在日期上过滤熊猫数据框

问题:在日期上过滤熊猫数据框

我有一个带有“日期”列的Pandas DataFrame。现在,我需要过滤掉DataFrame中日期在接下来两个月之外的所有行。本质上,我只需要保留接下来两个月内的行。

实现此目标的最佳方法是什么?

I have a Pandas DataFrame with a ‘date’ column. Now I need to filter out all rows in the DataFrame that have dates outside of the next two months. Essentially, I only need to retain the rows that are within the next two months.

What is the best way to achieve this?


回答 0

如果date列是索引,则将.loc用于基于标签的索引,将.iloc用于位置索引。

例如:

df.loc['2014-01-01':'2014-02-01']

在此处查看详细信息http://pandas.pydata.org/pandas-docs/stable/dsintro.html#indexing-selection

如果列不是索引,则有两个选择:

  1. 使其成为索引(如果是时间序列数据,则为临时索引或永久索引)
  2. df[(df['date'] > '2013-01-01') & (df['date'] < '2013-02-01')]

有关一般说明,请参见此处

注意:不建议使用.ix。

If date column is the index, then use .loc for label based indexing or .iloc for positional indexing.

For example:

df.loc['2014-01-01':'2014-02-01']

See details here http://pandas.pydata.org/pandas-docs/stable/dsintro.html#indexing-selection

If the column is not the index you have two choices:

  1. Make it the index (either temporarily or permanently if it’s time-series data)
  2. df[(df['date'] > '2013-01-01') & (df['date'] < '2013-02-01')]

See here for the general explanation

Note: .ix is deprecated.


回答 1

根据我的经验,上一个答案是不正确的,您不能将其传递为简单的字符串,而必须是datetime对象。所以:

import datetime 
df.loc[datetime.date(year=2014,month=1,day=1):datetime.date(year=2014,month=2,day=1)]

Previous answer is not correct in my experience, you can’t pass it a simple string, needs to be a datetime object. So:

import datetime 
df.loc[datetime.date(year=2014,month=1,day=1):datetime.date(year=2014,month=2,day=1)]

回答 2

而且,如果通过导入datetime包将日期标准化,则可以简单地使用:

df[(df['date']>datetime.date(2016,1,1)) & (df['date']<datetime.date(2016,3,1))]  

为了使用datetime包标准化日期字符串,可以使用以下功能:

import datetime
datetime.datetime.strptime

And if your dates are standardized by importing datetime package, you can simply use:

df[(df['date']>datetime.date(2016,1,1)) & (df['date']<datetime.date(2016,3,1))]  
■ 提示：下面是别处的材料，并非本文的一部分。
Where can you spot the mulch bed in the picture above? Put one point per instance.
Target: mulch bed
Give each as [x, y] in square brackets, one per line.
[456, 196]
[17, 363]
For standarding your date string using datetime package, you can use this function:

import datetime
datetime.datetime.strptime

回答 3

如果您的datetime列具有Pandas datetime类型(例如datetime64[ns]),则为了进行正确的过滤,您需要pd.Timestamp对象,例如:

from datetime import date

import pandas as pd

value_to_check = pd.Timestamp(date.today().year, 1, 1)
filter_mask = df['date_column'] < value_to_check
filtered_df = df[filter_mask]

If your datetime column have the Pandas datetime type (e.g. datetime64[ns]), for proper filtering you need the pd.Timestamp object, for example:

from datetime import date

import pandas as pd

value_to_check = pd.Timestamp(date.today().year, 1, 1)
filter_mask = df['date_column'] < value_to_check
filtered_df = df[filter_mask]

回答 4

如果日期在索引中,则只需:

df['20160101':'20160301']

If the dates are in the index then simply:

df['20160101':'20160301']

回答 5

您可以使用pd.Timestamp执行查询和本地引用

import pandas as pd
import numpy as np

df = pd.DataFrame()
ts = pd.Timestamp

df['date'] = np.array(np.arange(10) + datetime.now().timestamp(), dtype='M8[s]')

print(df)
print(df.query('date > @ts("20190515T071320")')

与输出

                 date
0 2019-05-15 07:13:16
1 2019-05-15 07:13:17
2 2019-05-15 07:13:18
3 2019-05-15 07:13:19
4 2019-05-15 07:13:20
5 2019-05-15 07:13:21
6 2019-05-15 07:13:22
7 2019-05-15 07:13:23
8 2019-05-15 07:13:24
9 2019-05-15 07:13:25


                 date
5 2019-05-15 07:13:21
6 2019-05-15 07:13:22
7 2019-05-15 07:13:23
8 2019-05-15 07:13:24
9 2019-05-15 07:13:25

看一下DataFrame.query的pandas文档,特别是有关本地变量引用的udsing @前缀的提及。在这种情况下,我们pd.Timestamp使用本地别名ts进行引用,以便能够提供时间戳字符串

You can use pd.Timestamp to perform a query and a local reference

import pandas as pd
import numpy as np

df = pd.DataFrame()
ts = pd.Timestamp

df['date'] = np.array(np.arange(10) + datetime.now().timestamp(), dtype='M8[s]')

print(df)
print(df.query('date > @ts("20190515T071320")')

with the output

                 date
0 2019-05-15 07:13:16
1 2019-05-15 07:13:17
2 2019-05-15 07:13:18
3 2019-05-15 07:13:19
4 2019-05-15 07:13:20
5 2019-05-15 07:13:21
6 2019-05-15 07:13:22
7 2019-05-15 07:13:23
8 2019-05-15 07:13:24
9 2019-05-15 07:13:25


                 date
5 2019-05-15 07:13:21
6 2019-05-15 07:13:22
7 2019-05-15 07:13:23
8 2019-05-15 07:13:24
9 2019-05-15 07:13:25

Have a look at the pandas documentation for DataFrame.query, specifically the mention about the local variabile referenced udsing @ prefix. In this case we reference pd.Timestamp using the local alias ts to be able to supply a timestamp string


回答 6

因此,在加载csv数据文件时,我们需要如下所示将date列设置为索引,以便根据日期范围过滤数据。现在不推荐使用的方法:pd.DataFrame.from_csv()不需要此功能。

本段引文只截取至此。